Liest in Eurer Redaktion nicht mal einer über die Texte?
„Einen guten Journalisten erkennt man daran, dass er sich nicht gemein macht mit einer Sache – auch nicht mit einer guten Sache; dass er überall dabei ist, aber nirgendwo dazu gehört.“ Das hat der viel zu früh verstorbene (1995) Fernsehjournalist Hans Joachim Friedrichs einmal gesagt. Und er hat recht, auch wenn das gar nicht so einfach ist. Journalisten, selbst wenn das manche nicht glauben, sind auch Menschen! Ja.
Sie haben nicht nur ein Leben, sie haben auch politische Vorlieben. Und das ist grundsätzlich in Ordnung, wenn man bei der Berufsausübung ein gewisses Maß an Distanz hält.
Ich selbst lese seit meiner Studienzeit morgens als erstes immer die Tageszeitung „Die Welt“ aus dem Hause Springer. Sie hat sich über die Jahrzehnte mehrfach gehäutete, ist vom konservativen Flaggschiff des Verlages zu einem gut lesbaren bürgerlich-liberalen Blatt geworden, das auch Stimmen wie Henryk M. Broder und Birgit Kelle Raum für kluge Gedanken und starke Texte gibt.

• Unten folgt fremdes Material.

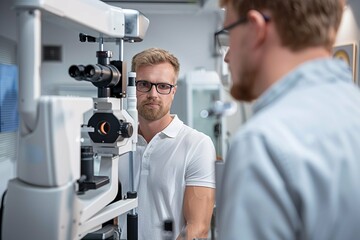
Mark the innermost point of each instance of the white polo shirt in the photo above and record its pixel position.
(177, 157)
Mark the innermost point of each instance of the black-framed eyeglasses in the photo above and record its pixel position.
(145, 86)
(222, 36)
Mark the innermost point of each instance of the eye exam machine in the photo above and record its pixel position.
(57, 194)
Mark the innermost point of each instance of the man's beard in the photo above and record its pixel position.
(151, 114)
(243, 89)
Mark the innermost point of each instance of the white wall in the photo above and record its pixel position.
(189, 37)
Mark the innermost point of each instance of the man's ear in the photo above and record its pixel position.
(258, 27)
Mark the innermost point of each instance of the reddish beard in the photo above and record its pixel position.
(151, 114)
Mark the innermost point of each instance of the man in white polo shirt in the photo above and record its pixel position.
(174, 164)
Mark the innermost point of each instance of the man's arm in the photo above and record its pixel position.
(198, 209)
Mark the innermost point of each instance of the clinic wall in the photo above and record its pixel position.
(189, 37)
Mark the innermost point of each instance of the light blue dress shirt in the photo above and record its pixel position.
(293, 171)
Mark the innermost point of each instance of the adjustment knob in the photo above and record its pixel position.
(126, 129)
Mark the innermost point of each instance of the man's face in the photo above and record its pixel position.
(239, 59)
(152, 105)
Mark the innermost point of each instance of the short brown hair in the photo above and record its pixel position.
(300, 23)
(153, 56)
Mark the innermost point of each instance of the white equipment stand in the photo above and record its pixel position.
(53, 197)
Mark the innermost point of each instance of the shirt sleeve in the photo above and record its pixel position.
(254, 199)
(200, 169)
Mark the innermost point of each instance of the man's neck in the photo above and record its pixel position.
(148, 129)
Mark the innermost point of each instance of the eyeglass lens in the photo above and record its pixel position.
(145, 86)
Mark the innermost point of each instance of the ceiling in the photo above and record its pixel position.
(168, 6)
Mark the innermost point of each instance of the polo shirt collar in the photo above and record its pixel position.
(173, 128)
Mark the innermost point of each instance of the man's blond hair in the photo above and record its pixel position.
(300, 23)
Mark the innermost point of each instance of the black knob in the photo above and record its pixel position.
(126, 129)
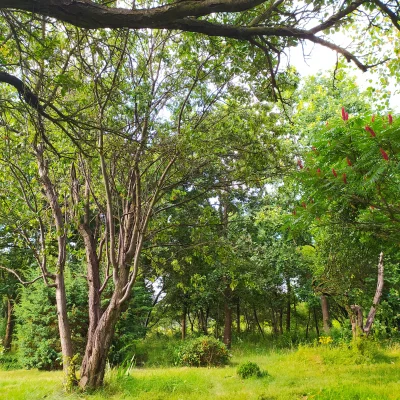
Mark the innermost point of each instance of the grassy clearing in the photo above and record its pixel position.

Aber wie man auf keinen Fall im Sinne von HaJo Friedrichs Journalismus betreiben sollte, dazu bot gestern der „Welt“-Autor Frederic Schwilden ein Musterbeispiel, dessen Text in der „Welt“ ab sofort in der Journalistenausbildung Pflicht sein sollte – nämlich wie man es gerade nicht macht. Von einer Jubiläumsveranstaltung der SPD in Eisenach berichtet er auch über den Machtkampf in der SPD um eine neue Parteispitze, die die rasante Talfahrt der traditionsreichen Partei August Bebels, Willy Brandts und – was passt nicht in diese Reihe? – Thorsten Schäfer-Gümbels aufhalten soll. Die Festrede in Eisenach hält der Staatsminister im Auswärtigen Amt, Michael Roth, der sich gemeinsam mit der Genossin Christina Kampmann um die Nachfolge der bedauernswerten Andrea Nahles an der Parteispitze bewirbt. Frau Kampmann war mir in NRW als Familienministerin zwischen 2015 und 2017 nicht sonderlich aufgefallen, jedenfalls nicht positiv. Erst vor wenigen Tagen las ich, dass die im ostwestfälischen Gütersloh geborene Kampmann Fan_*In von Arminia Bielefeld ist wie ich. Wäre ich Sozi, würde ich sie jetzt natürlich wählen. Aber bin ich ja nicht.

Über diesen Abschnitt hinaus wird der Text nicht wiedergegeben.